Tired talking points from subreddits that breed and repeat those points until those commonly going to them can do nothing but repeat those talking points rather than learning and thinking on their own. Anita saying "everything is sexist" was a reference to her past self where she constantly acted like that and lost friends, learning to be a more decent person in the meantime. She was not literally saying "everything is sexist" she was saying that is how she felt after taking her first "womens studies" classes. And they are not claiming everything is oppressive to women and minorities, they are claiming that male dominated areas like tech are, and/or that sites like reddit which DO have a lot of sexism in them have resulted in people leaving reddit. If you want to talk down these people, if you want to appear inteligent and change minds, stop going to places that recycle these points over and over, or at least suppliment them with some sources from places like /r/gamerghazi. Even if you don't agree with them, you should at least take the time to read and understand their views.

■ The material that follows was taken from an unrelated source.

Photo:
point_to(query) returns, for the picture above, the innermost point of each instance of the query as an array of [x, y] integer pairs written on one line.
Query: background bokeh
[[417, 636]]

And/or that this is a problem generally in tech. This is all just implied in the article which is why you're not stating it outright. The author doesn't really say if this is happening. The author can't really know if this is happening. The leaving of employess and the way she sees the site are written in close proximity as though they're related, but she can't really show that they're related unless they told her why they left. She doesn't have enough quotes from enough people who left to show a trend. Since many of them may not have worked directly on the Reddit website, I can't really see a direct correlation between the atmosphere of the website and the atmosphere of the workplace. The one Linkedin resume I saw didn't show any oversight on the Reddit site on it. It was mostly administrative duties related. (I was a little surprised that the author of the article linked to someone's resume. It seemed a bit invasive to me. But since I clicked on it, I read it.)As well, the article may have been saying that the company is stressful because they are dealing with reddit, and the article claims that reddit as a site is racist/sexist and that the admins trying to prevent it are getting backlash that is making them leave.